The family colors and a scent’s blended color are worked out from the scent’s own character each time, not stored. That is why they stay consistent without needing sync. When a scent’s notes are not recognized, the app falls back to a steady color so it still reads distinctly.

  • Tapping a note from a fragrance pyramid opens its glossary entry. Tapping a fragrance in the “In your collection” section opens that fragrance’s detail page.
  • The “In your collection” list refreshes when your collection changes or when you open a different note.
  • In the encyclopedia, the full list of notes stays smooth to scroll. When you search, results update a moment after you pause typing, so the long list never stutters.
  • Clearing the search returns you to the full list right away.
  • Notes work offline. The note encyclopedia and glossary read from the app’s built-in catalog, so they work without a connection. This part of the app does not depend on iCloud.
  • Colors are calculated, not stored. The family colors and a scent’s blended color are worked out from the scent’s own character each time, so they stay consistent without needing sync. When a scent’s notes are not recognized, the app falls back to a steady color so it still reads distinctly.

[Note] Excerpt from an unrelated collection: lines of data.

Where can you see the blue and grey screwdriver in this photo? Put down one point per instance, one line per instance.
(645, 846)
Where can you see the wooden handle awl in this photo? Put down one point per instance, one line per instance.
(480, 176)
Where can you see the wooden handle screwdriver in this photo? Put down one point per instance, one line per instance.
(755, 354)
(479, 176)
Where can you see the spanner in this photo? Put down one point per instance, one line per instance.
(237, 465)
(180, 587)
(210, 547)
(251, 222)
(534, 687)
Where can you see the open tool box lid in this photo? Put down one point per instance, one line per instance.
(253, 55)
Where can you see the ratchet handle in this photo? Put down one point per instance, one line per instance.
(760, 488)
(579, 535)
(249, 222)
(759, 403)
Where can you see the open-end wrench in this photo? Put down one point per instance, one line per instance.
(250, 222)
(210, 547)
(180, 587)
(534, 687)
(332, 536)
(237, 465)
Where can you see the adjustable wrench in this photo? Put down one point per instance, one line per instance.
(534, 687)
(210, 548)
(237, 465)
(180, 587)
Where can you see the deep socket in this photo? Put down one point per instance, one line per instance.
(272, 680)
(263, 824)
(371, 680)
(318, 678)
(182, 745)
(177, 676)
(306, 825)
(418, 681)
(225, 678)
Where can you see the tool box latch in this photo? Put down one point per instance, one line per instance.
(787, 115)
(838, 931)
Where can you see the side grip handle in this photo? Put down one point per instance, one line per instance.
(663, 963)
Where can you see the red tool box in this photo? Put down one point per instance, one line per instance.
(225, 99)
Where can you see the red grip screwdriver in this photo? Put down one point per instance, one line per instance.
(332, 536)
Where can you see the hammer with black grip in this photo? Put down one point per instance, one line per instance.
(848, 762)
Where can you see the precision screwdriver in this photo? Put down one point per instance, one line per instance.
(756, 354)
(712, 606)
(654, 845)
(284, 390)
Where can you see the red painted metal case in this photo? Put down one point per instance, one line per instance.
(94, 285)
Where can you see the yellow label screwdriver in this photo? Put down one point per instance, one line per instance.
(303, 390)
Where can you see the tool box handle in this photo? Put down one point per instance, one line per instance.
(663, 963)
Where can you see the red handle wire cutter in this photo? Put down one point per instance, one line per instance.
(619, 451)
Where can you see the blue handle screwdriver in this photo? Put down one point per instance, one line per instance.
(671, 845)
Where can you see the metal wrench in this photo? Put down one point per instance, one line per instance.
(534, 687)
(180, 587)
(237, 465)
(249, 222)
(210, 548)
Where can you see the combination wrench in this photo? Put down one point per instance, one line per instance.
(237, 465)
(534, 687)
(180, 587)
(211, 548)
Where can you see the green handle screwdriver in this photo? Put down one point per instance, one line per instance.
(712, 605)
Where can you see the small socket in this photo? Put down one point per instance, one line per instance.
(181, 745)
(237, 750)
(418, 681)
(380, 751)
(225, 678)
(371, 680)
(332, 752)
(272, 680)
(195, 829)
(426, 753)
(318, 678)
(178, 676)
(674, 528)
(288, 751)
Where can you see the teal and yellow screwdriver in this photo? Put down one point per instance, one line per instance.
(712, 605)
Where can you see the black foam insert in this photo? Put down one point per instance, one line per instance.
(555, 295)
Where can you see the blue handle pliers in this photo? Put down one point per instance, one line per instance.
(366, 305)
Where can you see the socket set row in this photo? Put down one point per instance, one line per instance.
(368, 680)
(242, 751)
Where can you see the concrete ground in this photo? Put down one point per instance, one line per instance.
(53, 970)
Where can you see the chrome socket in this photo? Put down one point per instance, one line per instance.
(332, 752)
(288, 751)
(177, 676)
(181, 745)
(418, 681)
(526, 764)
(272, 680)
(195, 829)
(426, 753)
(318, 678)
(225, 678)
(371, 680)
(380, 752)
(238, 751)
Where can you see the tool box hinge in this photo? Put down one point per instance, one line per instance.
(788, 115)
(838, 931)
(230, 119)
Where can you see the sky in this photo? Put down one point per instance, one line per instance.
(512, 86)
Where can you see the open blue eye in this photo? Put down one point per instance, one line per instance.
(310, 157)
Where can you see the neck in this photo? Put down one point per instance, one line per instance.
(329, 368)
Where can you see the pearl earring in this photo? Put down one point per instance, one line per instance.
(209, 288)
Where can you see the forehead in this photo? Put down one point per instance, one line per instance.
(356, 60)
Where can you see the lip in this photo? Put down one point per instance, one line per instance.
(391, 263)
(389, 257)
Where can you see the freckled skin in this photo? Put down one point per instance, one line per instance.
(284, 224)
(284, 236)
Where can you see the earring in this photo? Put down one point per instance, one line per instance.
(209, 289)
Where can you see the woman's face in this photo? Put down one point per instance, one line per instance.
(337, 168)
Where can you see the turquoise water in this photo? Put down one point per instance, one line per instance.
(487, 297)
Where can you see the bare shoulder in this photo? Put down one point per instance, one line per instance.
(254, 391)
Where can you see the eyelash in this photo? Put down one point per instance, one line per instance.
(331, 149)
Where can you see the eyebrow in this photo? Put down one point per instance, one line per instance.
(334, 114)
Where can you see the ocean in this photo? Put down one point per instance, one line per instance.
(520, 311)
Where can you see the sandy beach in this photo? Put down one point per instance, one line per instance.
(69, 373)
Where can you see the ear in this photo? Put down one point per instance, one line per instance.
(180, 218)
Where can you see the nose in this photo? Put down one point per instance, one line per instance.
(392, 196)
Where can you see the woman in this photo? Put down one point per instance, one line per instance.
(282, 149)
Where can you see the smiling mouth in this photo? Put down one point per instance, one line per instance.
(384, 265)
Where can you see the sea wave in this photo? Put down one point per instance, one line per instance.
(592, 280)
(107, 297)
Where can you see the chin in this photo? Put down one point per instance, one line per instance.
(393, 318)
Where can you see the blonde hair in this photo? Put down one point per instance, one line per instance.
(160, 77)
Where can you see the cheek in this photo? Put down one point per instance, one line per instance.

  • Some notes have little or no detail. A glossary entry is optional. A note may show only its name and picture, and the page will say so plainly rather than guessing.
  • Search covers names, not descriptions. In the encyclopedia, search looks at a note’s name and its other known names. It does not search the written descriptions.
  • Color is not the only signal. Because color carries meaning here, the cues have spoken-word equivalents for VoiceOver. The thin color rail is decorative and skipped by VoiceOver, and the row book marker reads as “Has an encyclopedia entry”, so the list works without relying on color alone.
  • The same experience across devices. The note encyclopedia and glossary look and work the same on iPhone, iPad, and Mac, adjusting their layout to the screen size.